Intendiamoci: non c’è nulla di sorprendente, perché “le tasse sono belle” è sempre stato un cardine della politica economica del Pd, che – mutuando la peggiore tradizione della sinistra tassa e spendi – si è eretto a tutore dell’ordine fiscale, mai tagliando la spesa pubblica, ma puntando sempre sull’aumento delle entrate. Un’ossessione, quella delle tasse, cresciuta in modo esponenziale quando – col governo rossogiallo – le sinistre al potere erano addirittura quattro, e alla compagnia dei fustigatori si è aggiunto il massimalismo grillino. In quella breve e sciagurata stagione si è giunti ad ipotizzare la tassa sul trasporto aereo – come se i viaggi aerei fossero un privilegio per ricchi -, la plastic tax e perfino quella sulle bevande gassate e sulle merendine dei bambini allo scopo di reperire fondi per la lotta ai cambiamenti climatici. E per combattere l’evasione fiscale è arrivata come ciliegina sulla torta anche la tassa per chi usa poche centinaia di euro di contanti, l’ultima frontiera prima di arrivare a uno Stato di polizia fiscale.

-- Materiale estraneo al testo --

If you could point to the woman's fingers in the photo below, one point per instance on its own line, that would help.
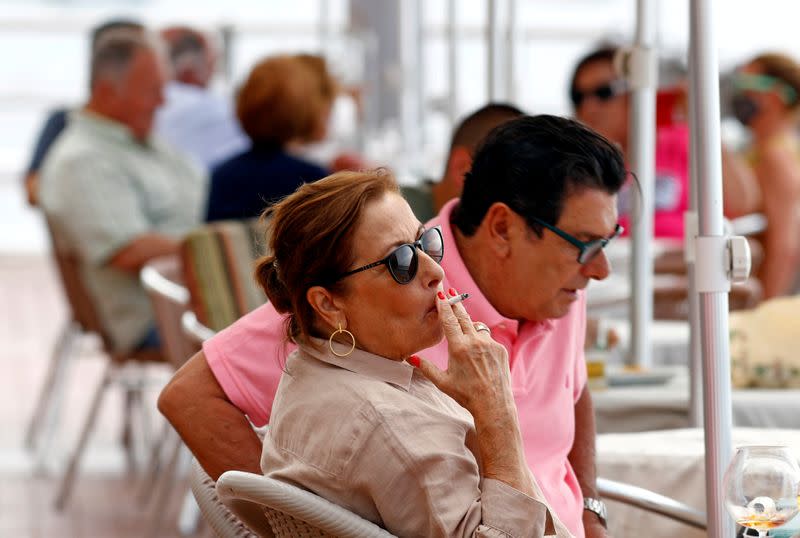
(450, 324)
(429, 370)
(461, 314)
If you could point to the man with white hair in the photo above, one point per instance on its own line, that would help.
(119, 197)
(194, 119)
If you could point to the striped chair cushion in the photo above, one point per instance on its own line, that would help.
(218, 268)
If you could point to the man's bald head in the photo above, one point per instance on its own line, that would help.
(127, 80)
(475, 127)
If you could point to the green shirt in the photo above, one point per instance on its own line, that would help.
(103, 189)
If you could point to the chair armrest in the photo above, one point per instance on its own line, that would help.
(651, 502)
(298, 503)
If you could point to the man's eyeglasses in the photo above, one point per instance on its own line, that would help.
(605, 92)
(587, 250)
(403, 261)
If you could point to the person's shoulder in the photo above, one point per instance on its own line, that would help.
(73, 148)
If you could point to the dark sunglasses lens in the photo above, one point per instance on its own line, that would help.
(403, 264)
(433, 245)
(604, 93)
(576, 97)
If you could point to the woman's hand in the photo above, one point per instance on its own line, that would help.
(477, 374)
(478, 378)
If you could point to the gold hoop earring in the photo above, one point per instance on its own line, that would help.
(348, 333)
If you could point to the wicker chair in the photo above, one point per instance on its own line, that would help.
(291, 511)
(222, 521)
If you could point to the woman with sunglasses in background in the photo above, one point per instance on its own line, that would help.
(767, 101)
(599, 97)
(354, 419)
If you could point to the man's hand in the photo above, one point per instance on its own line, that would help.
(592, 525)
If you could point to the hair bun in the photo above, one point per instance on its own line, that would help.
(268, 277)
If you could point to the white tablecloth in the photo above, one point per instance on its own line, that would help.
(659, 407)
(671, 463)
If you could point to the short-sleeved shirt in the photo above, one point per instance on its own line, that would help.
(376, 437)
(53, 126)
(548, 374)
(200, 123)
(243, 186)
(104, 189)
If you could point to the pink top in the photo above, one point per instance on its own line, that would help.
(547, 370)
(672, 183)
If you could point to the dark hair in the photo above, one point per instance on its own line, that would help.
(473, 129)
(310, 235)
(604, 54)
(782, 67)
(532, 164)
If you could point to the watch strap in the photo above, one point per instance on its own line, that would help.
(598, 507)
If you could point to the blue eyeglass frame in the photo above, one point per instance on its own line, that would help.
(587, 249)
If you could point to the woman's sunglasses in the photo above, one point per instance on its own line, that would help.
(403, 261)
(606, 92)
(764, 83)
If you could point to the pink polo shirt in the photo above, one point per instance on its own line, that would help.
(547, 370)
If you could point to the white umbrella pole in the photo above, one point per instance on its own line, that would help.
(710, 271)
(641, 70)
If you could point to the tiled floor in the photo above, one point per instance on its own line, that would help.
(104, 501)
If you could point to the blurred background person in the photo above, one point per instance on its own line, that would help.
(767, 101)
(429, 197)
(193, 118)
(119, 197)
(284, 103)
(600, 99)
(56, 120)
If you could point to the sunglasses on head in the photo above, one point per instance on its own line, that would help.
(403, 261)
(764, 83)
(605, 92)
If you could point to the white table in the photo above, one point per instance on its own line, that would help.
(670, 463)
(660, 407)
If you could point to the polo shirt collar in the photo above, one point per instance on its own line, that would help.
(362, 362)
(105, 127)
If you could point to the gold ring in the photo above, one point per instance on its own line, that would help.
(481, 326)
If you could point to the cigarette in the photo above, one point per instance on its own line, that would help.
(457, 299)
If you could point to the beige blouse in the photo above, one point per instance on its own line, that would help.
(374, 436)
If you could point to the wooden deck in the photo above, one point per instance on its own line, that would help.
(105, 497)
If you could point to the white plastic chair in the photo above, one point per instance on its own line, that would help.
(291, 511)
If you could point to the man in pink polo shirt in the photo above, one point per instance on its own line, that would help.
(524, 240)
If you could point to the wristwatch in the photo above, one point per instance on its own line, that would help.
(598, 507)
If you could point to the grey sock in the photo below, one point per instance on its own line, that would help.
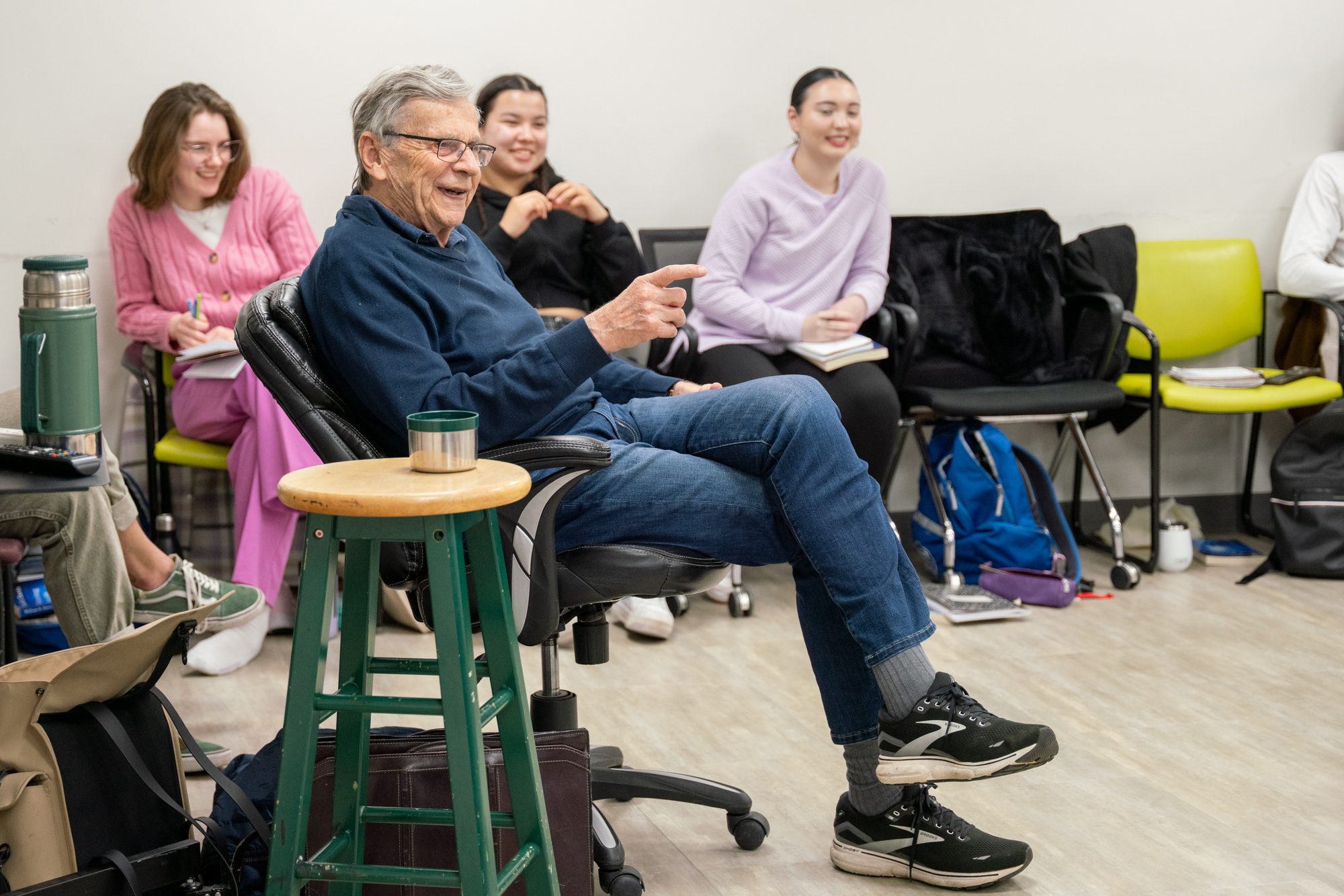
(868, 795)
(904, 679)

Insomma: cambiano i segretari, ma il Pd non cambia mai: non riuscendo a offrire soluzioni strutturali ai problemi del Paese, resta ancorato al vecchio cavallo di battaglia ideologico del contributo di solidarietà, alias patrimoniale, che oggi significherebbe colpire ancora una volta il ceto medio già impoverito da un decennio di congiuntura negativa e ora messo in ginocchio dagli effetti devastanti della crisi sanitaria. Eppure l’esperienza insegna che, ovunque applicata, la patrimoniale non ha mai funzionato, perché punisce indiscriminatamente proprio i ceti medi che sono sempre, storicamente, i diretti intestatari dei beni posseduti, siano essi immobili o risparmi, mentre risparmia i grandi possessori di ricchezze, i cui patrimoni sono spesso nascosti dietro complesse e inarrivabili scatole cinesi. L’ultima uscita demagogica di Letta non va presa dunque come un ballon d’essai: ha solo ricordato agli italiani che i vecchi vizi della sinistra sono duri a morire, e che nel suo mirino ci sono sempre i soliti noti che pagano le tasse, quei milioni di italiani su cui lo Stato dovrebbe invece puntare per far ripartire il Paese. Il partito della patrimoniale in nome della solidarietà sociale – che varia tra chi sussurra che “chiedere a chi ha di più non è sbagliato” e chi sostiene in modo molto più tranchant che “va punito chi accumula” – resta vivo senza soluzione di continuità, e Letta ci ha tenuto a far sapere, con una sortita fuori tempo e fuori luogo, di essere il perfetto erede politico di Zingaretti e di Bersani.